L’ombretto è uno dei principali prodotti per il make-up, essenziale per caratterizzare lo sguardo e indispensabile per realizzare quel look d’effetto prodotto dalle molteplici sfumature che possiamo creare. Grazie alla varietà quasi infinita di colori, tonalità e finish che il mercato offre, l’ombretto è quella componente del trucco che offre più possibilità e che concede più spazio alla creatività. In commercio possiamo trovarne di vario genere, secondo la resa estetica, ma essenzialmente possiamo distinguere tre tipi di ombretto considerando la composizione: in polvere, in crema e fluido.

Spesso l’offerta ci lascia nel dubbio, ma sapere che risultato vogliamo ottenere e come, ci permette di non scegliere a caso: gli ombretti non si distinguono solo per la texture e la sensazione tattile, ognuno di essi ha pro e contro, qualità differenti e rese che dipendono sia dalla loro formulazione, sia dalla natura della nostra pelle. Ecco perché non esiste una tipologia migliore: ognuna va incontro a specifiche esigenze a cui risponde in modo diverso.

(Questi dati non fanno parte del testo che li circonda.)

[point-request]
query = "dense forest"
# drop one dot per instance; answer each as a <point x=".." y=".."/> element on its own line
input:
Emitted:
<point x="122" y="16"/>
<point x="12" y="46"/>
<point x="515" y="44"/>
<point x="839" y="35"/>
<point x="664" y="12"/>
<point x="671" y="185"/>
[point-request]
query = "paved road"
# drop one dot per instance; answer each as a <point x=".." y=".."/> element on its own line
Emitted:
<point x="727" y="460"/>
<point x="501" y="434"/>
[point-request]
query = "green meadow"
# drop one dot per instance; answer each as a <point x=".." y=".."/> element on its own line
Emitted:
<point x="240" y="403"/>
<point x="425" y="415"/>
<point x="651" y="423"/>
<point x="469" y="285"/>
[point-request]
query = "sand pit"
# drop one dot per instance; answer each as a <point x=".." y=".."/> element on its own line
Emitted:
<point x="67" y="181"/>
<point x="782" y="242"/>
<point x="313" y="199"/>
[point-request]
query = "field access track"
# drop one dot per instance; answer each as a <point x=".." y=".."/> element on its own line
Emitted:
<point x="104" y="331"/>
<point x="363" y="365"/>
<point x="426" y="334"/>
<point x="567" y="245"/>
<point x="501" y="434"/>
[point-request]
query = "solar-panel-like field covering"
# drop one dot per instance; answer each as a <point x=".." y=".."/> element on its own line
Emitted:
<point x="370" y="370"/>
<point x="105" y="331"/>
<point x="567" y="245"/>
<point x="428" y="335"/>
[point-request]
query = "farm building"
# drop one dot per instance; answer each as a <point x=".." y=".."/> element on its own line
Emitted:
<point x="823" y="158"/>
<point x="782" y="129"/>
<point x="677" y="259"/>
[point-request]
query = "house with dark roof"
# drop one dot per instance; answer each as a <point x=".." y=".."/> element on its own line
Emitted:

Galleria di immagini: Tipologie ombretto

L’ombretto in polvere è il maggiormente utilizzato perché più versatile, semplice da applicare e sfumabile con facilità; inoltre è adatto a tutti i tipi di pelle e utile anche se non si possiedono particolari capacità nel trucco. Il difetto di questo prodotto è che, senza una base adeguata o in caso di sudore e pelle grassa, potrebbe formare delle antiestetiche righette nella piega della palpebra; inoltre è spesso meno luminoso delle altre tipologie e può sbiadire durante la giornata, richiedendo periodici ritocchi.

Per ovviare a tutto questo esistono basi e primer specifici per gli occhi, oppure fissanti spray per il trucco, che permettono di prolungarne la durata, evitando i difetti per godere solo dei vantaggi dell’ombretto il polvere, specialmente per i pigmenti liberi che necessitano di qualche attenzione in più rispetto ai colleghi che si presentano compatti in cialde.

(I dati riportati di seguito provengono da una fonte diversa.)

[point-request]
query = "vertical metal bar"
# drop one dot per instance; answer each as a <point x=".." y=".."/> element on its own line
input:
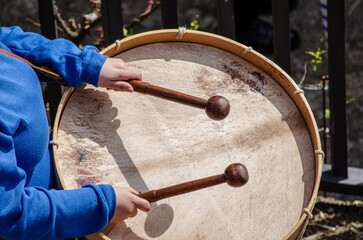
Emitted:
<point x="112" y="20"/>
<point x="48" y="23"/>
<point x="226" y="26"/>
<point x="281" y="34"/>
<point x="337" y="86"/>
<point x="169" y="13"/>
<point x="48" y="28"/>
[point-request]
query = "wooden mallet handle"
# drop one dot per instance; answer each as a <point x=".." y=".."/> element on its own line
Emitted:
<point x="236" y="175"/>
<point x="216" y="107"/>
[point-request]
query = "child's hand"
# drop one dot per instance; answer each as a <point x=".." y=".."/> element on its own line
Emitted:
<point x="114" y="73"/>
<point x="127" y="203"/>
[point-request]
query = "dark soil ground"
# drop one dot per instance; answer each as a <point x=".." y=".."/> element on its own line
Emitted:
<point x="340" y="217"/>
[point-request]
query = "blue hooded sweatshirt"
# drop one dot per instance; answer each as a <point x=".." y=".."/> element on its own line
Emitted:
<point x="29" y="207"/>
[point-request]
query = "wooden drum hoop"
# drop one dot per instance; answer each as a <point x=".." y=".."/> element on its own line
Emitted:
<point x="253" y="84"/>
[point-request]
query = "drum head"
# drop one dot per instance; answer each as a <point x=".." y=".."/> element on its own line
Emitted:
<point x="148" y="143"/>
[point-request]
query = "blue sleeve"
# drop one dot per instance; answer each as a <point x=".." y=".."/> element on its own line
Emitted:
<point x="34" y="212"/>
<point x="60" y="55"/>
<point x="37" y="213"/>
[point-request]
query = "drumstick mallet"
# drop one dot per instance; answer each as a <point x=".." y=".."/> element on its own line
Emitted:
<point x="236" y="175"/>
<point x="216" y="107"/>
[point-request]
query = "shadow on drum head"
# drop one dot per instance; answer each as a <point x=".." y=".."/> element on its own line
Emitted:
<point x="100" y="126"/>
<point x="158" y="220"/>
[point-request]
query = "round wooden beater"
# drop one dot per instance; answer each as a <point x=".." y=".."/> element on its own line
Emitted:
<point x="216" y="107"/>
<point x="236" y="175"/>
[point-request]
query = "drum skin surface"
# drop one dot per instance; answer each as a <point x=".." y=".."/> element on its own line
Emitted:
<point x="148" y="143"/>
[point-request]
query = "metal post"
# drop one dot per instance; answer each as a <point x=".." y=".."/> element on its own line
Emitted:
<point x="281" y="34"/>
<point x="226" y="26"/>
<point x="112" y="20"/>
<point x="169" y="13"/>
<point x="48" y="28"/>
<point x="337" y="86"/>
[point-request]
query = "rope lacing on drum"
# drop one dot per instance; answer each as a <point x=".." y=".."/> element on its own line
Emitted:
<point x="181" y="32"/>
<point x="310" y="216"/>
<point x="247" y="50"/>
<point x="118" y="44"/>
<point x="298" y="91"/>
<point x="320" y="152"/>
<point x="53" y="143"/>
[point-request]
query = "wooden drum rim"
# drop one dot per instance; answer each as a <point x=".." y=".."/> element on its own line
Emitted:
<point x="246" y="53"/>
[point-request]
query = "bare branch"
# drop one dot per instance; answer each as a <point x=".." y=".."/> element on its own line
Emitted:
<point x="151" y="7"/>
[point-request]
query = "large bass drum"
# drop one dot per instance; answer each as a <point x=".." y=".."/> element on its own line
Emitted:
<point x="148" y="143"/>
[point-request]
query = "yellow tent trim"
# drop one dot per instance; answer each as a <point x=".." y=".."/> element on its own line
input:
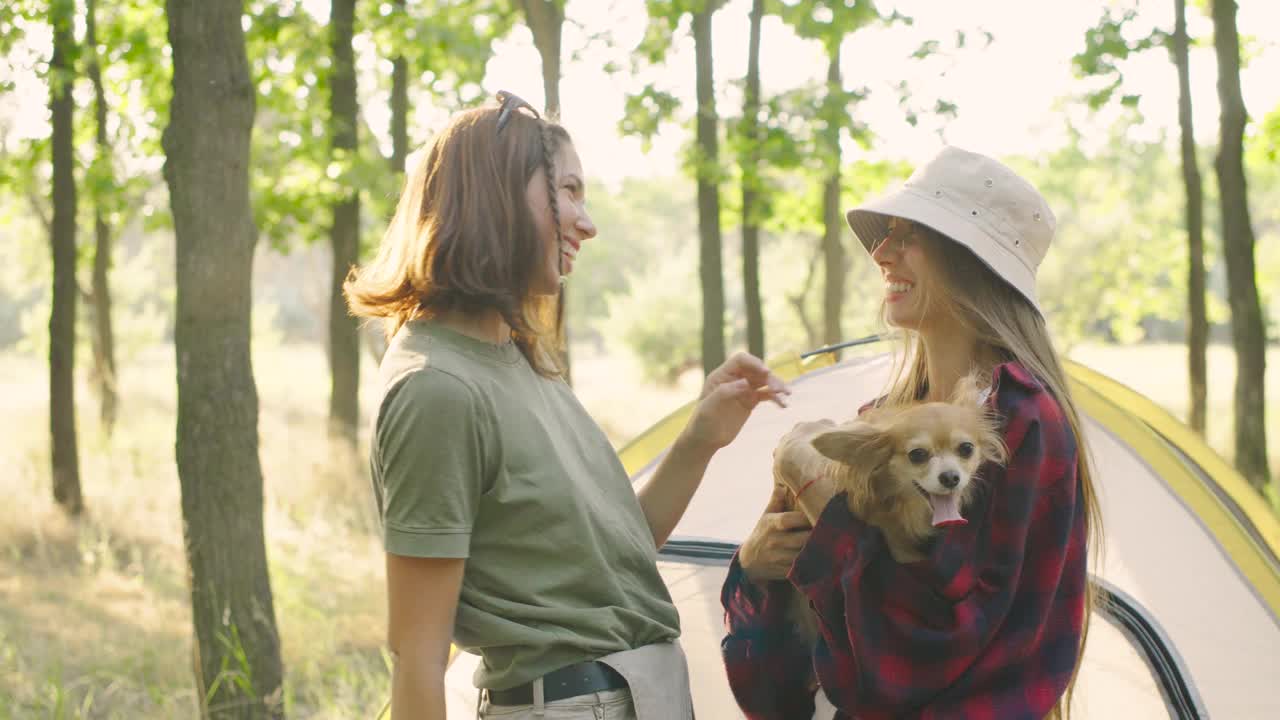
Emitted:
<point x="1138" y="420"/>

L’ombretto in crema è più resistente e brillante, anche se meno diffuso: più lucidi e splendenti del tipo in polvere, si possono facilmente applicare anche con le dita e possono resistere a lungo. Essendo composti da una base oleosa non sono indicati per pelli grasse, sulle quali sbaverebbe, mentre risultano adatti a pelli normali o secche. Per evitare difetti è utile fissare l’ombretto dopo l’applicazione con un velo di cipria, oppure utilizzare questo tipo di prodotto come base per gli ombretti in polvere: in questo modo le tonalità di entrambi vengono esaltate.

I più ostici e meno conosciuti sono gli ombretti fluidi, che vanno disposti con l’apposito applicatore per poi essere sfumati. Questa tipologia si asciuga velocemente, è difficile da applicare, quindi necessita di una certa abilità nel sapersi truccare per poterli utilizzare al meglio. Hanno una resa professionale, sono molto luminosi, ma in estate rischiano di colare: il caldo estivo non li rende adatti alla bella stagione, facendoli sciogliere, mentre in inverno resistono a lungo, presentando a volte difficoltà nel rimuoverli.